# food for breeding hoppers



## elaineandsparky (Oct 7, 2012)

so i'm fed up of going into pet shops and getting home to find a few dead ones in every tub and I have a spare tank and light so I've just set it up to breed them.
I'm pretty sure I've got everything right in there but one question relating to cost.

Instead of buying veg from the supermarket can I just go into the big outdoors and grab some leafy branches and grass instead?


----------



## bunglenick (Feb 24, 2013)

Personally I just feed mine a mix of rolled oats and blended high quality cat biscuits as I have read that is perfect and what a lot of pro breeders do.

I freeze the oats first to kill off any pests or mites, then in an old blender I crush up about one part cat biscuits, one part oats, then I add one more part oats (which haven't been blended) and mix it all together. I then mix in a spoonful of calcium/vitamin mix and put it in an air tight jar and feed it to my insects with some bug gel or sliced up fruit/veg for water.

I also have a layer of this mix in the feeding bowl in my viv so my insects are as gut loaded as they can be. (And a separate calcium dish in the viv as an optional supplement for my gecko)

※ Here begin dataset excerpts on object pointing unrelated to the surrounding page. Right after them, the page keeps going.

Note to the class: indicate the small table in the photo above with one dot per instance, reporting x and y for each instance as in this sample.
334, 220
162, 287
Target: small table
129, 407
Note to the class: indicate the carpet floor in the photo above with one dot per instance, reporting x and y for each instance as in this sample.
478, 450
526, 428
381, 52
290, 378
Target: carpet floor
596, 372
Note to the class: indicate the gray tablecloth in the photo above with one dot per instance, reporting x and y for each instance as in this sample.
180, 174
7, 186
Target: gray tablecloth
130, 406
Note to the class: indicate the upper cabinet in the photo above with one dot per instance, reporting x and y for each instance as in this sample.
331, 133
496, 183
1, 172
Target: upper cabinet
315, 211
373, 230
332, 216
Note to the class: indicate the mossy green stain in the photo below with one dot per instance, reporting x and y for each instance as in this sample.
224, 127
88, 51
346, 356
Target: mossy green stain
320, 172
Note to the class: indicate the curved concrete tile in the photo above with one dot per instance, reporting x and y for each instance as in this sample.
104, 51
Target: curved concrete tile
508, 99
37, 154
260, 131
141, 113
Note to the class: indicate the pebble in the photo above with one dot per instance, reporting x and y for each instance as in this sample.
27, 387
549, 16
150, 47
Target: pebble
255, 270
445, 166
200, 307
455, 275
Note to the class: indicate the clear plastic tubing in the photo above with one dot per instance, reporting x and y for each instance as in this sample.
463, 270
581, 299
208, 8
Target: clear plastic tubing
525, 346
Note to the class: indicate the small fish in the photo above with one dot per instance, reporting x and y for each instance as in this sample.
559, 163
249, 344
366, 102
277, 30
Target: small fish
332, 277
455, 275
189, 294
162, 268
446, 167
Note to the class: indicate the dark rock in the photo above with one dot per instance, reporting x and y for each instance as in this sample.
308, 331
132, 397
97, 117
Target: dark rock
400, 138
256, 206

This works out very cheap for me as we get a job lot of oats from Costco as needed (we make our own muesli so always have oats laying around the kitchen) and as we share our home with several cats we also have high quality cat biscuits on demand.

This might not be as cheap as just getting grass and plants from outside but I remember when I was a kid and our rabbit got sick from eating grass the dog had peed on so you never know what you might end up feeding your feeders and by extension your reptile.


----------



## jarich (Mar 23, 2012)

No that is not what pro breeders do. Pro breeders buy what is called rat chow. Its made by Mazuri and specifically formulated to provide the right nutrition for rodents. Cat biscuits are for cats, rodent chow for rodents. If you absolutely have to feed some other type of food, go with rabbit or at least dog rather than cat. At least rabbit and dog biscuits have a decent amount of vegetable matter in it and not such a high amount of protein.


----------



## bunglenick (Feb 24, 2013)

I'm just going on what I have read and have heard feeder breeders saying, but this is for insects not rodents anyway.


----------



## jarich (Mar 23, 2012)

Hahaha! Sorry, I keep getting things mixed up due to the different names over there. My bad. Thought you talking about hoppers as in mice. I take it you are talking about locusts?


----------



## bunglenick (Feb 24, 2013)

Yeah. I was talking about locusts.


----------



## Dragon Farm (Aug 7, 2009)

I have never heard of professional locust breeders using cat biscuits, and I have seen a large scale operation in the flesh, and I have friends in the industry. 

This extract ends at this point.